When the curtain finally comes down, hoping against hope, the actors, singers and songwriters will be dismissed by the audiences disgust; made aware of the truth, in their own consciences, and walk off the stage, in shame, finally closing down the show, acknowledging their loathsome performance; which in no way portrays the shows title:
‘The Justice of True Journalism’.
“Dobbin acknowledged in court after questioning from Justice Johnson, that others published the unredacted cables first. But she said that didn’t matter because it would never have happened at all if Assange had not gotten his hands on the documents in the first place.”
This argument is, of course, specious.
Assuming a password lenth of 20 (it was longer) and only the use of upper and lower case letters (there were other types of characters) the passphrase space to search for a brute force attack is:
20896178655943101411324274803736576 possible passwords,
or 10^36. Assuming a crack attempt is possible every microsecond and that there are 10^9 seconds in a year (there are less), then it would take millions of times of the current age of the Universe to crack the data.

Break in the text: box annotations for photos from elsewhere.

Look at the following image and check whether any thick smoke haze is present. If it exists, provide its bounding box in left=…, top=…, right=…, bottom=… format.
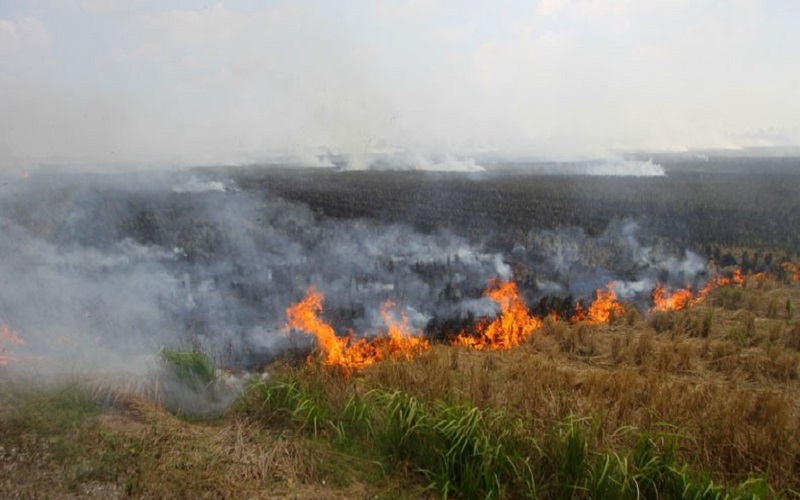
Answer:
left=0, top=172, right=708, bottom=373
left=0, top=0, right=800, bottom=170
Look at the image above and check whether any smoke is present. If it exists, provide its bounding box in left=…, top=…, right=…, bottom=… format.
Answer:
left=514, top=220, right=708, bottom=307
left=370, top=151, right=485, bottom=172
left=0, top=173, right=511, bottom=373
left=0, top=172, right=707, bottom=390
left=586, top=159, right=666, bottom=177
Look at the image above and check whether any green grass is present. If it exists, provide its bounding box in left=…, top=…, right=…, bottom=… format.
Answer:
left=159, top=347, right=217, bottom=392
left=242, top=374, right=774, bottom=499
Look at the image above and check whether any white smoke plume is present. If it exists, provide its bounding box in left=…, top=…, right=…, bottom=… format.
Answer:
left=0, top=172, right=705, bottom=384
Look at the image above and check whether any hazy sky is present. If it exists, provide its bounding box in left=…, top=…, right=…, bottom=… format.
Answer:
left=0, top=0, right=800, bottom=170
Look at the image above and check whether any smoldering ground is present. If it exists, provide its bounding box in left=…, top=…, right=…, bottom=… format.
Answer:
left=0, top=170, right=706, bottom=373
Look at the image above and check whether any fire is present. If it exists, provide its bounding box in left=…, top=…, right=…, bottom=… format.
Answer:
left=571, top=281, right=625, bottom=325
left=381, top=300, right=430, bottom=359
left=781, top=262, right=800, bottom=281
left=0, top=324, right=25, bottom=366
left=653, top=282, right=696, bottom=311
left=286, top=285, right=430, bottom=373
left=454, top=281, right=542, bottom=350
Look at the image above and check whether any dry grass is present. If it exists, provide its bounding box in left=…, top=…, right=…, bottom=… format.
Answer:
left=0, top=283, right=800, bottom=498
left=359, top=282, right=800, bottom=491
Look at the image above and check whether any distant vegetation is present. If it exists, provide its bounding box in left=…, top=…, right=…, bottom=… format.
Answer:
left=234, top=159, right=800, bottom=262
left=0, top=159, right=800, bottom=499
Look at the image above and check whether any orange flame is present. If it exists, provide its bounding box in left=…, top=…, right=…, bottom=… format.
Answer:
left=571, top=281, right=625, bottom=325
left=381, top=300, right=430, bottom=359
left=781, top=262, right=800, bottom=281
left=286, top=285, right=430, bottom=374
left=653, top=282, right=696, bottom=311
left=454, top=281, right=542, bottom=350
left=0, top=324, right=25, bottom=366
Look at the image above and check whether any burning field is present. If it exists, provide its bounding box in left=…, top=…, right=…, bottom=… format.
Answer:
left=0, top=162, right=800, bottom=498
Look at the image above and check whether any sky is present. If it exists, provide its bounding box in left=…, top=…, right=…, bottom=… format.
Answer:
left=0, top=0, right=800, bottom=171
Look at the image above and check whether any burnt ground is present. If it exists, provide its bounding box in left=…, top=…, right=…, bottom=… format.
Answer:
left=225, top=158, right=800, bottom=267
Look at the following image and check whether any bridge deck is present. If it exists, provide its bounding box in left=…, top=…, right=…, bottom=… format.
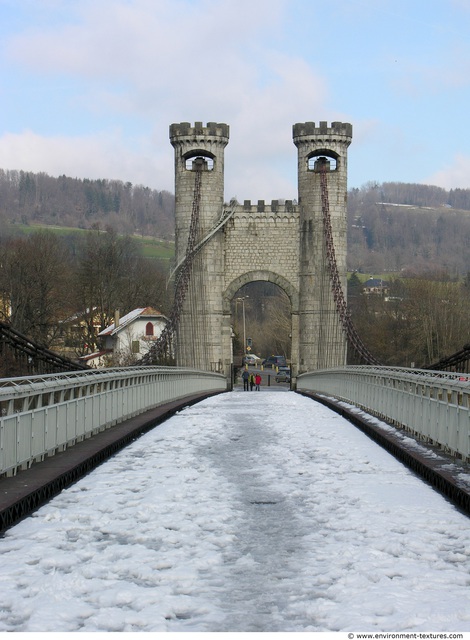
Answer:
left=0, top=388, right=470, bottom=632
left=0, top=394, right=222, bottom=532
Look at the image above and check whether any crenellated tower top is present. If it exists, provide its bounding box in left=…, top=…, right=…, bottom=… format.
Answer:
left=170, top=122, right=230, bottom=146
left=292, top=121, right=352, bottom=145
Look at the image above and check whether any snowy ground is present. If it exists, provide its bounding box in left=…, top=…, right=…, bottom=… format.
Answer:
left=0, top=388, right=470, bottom=632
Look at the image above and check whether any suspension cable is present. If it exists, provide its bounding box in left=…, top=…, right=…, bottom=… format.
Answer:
left=320, top=165, right=380, bottom=364
left=137, top=169, right=202, bottom=365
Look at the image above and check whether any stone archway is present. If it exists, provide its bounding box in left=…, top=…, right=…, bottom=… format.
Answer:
left=170, top=122, right=352, bottom=378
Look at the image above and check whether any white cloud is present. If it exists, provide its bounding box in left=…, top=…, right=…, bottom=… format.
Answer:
left=0, top=131, right=173, bottom=191
left=0, top=0, right=334, bottom=200
left=422, top=153, right=470, bottom=190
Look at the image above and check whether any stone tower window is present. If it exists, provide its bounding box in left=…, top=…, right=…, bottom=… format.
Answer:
left=185, top=151, right=214, bottom=171
left=308, top=151, right=339, bottom=172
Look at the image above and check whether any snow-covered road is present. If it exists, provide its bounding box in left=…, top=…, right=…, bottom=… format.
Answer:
left=0, top=388, right=470, bottom=632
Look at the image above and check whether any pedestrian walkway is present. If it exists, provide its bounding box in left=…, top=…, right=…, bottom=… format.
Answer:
left=0, top=387, right=470, bottom=632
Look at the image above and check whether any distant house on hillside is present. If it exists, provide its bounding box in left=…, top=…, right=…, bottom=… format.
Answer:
left=362, top=278, right=389, bottom=296
left=82, top=307, right=168, bottom=367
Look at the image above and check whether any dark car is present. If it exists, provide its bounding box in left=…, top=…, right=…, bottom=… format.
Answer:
left=263, top=356, right=287, bottom=369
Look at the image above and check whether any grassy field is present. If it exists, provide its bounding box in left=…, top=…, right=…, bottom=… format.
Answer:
left=15, top=224, right=175, bottom=260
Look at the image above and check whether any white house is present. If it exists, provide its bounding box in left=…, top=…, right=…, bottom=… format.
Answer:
left=82, top=307, right=168, bottom=367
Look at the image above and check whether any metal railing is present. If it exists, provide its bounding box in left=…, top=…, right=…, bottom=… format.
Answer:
left=0, top=367, right=227, bottom=475
left=297, top=366, right=470, bottom=461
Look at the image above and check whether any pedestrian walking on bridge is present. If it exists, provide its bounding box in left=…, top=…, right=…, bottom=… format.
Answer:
left=242, top=369, right=250, bottom=391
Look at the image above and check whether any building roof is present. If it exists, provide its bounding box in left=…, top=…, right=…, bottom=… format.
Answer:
left=98, top=307, right=168, bottom=336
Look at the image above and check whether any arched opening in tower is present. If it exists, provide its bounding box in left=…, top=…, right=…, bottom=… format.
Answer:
left=184, top=150, right=215, bottom=171
left=231, top=280, right=292, bottom=366
left=307, top=149, right=339, bottom=173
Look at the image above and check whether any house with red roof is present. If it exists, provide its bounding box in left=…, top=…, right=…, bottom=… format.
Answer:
left=81, top=307, right=168, bottom=367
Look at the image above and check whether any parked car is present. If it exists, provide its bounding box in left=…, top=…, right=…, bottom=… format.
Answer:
left=276, top=369, right=290, bottom=382
left=263, top=356, right=287, bottom=369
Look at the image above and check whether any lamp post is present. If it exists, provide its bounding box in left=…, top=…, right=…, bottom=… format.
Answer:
left=237, top=296, right=249, bottom=355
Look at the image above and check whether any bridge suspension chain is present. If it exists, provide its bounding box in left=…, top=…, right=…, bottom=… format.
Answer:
left=0, top=321, right=89, bottom=376
left=320, top=166, right=380, bottom=364
left=137, top=165, right=202, bottom=365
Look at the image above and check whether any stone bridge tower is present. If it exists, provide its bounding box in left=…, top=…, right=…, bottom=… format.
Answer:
left=170, top=122, right=231, bottom=372
left=170, top=122, right=352, bottom=378
left=293, top=122, right=352, bottom=371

People really dont understand cryptography. (The fast solution is quantum computing, but that seems decades away from public availability.)
See also Christian Grothoff’s testimony at the Magistrate’s hearing.
hxxps://www.craigmurray.org.uk/archives/2020/09/your-man-in-the-public-gallery-assange-hearing-day-14/
Aw, c’mon, Joe. We all know the fix is in. There is almost no chance that Julian will get anything like a non-kangaroo court decision. British courts don’t dispense justice, nor do American courts.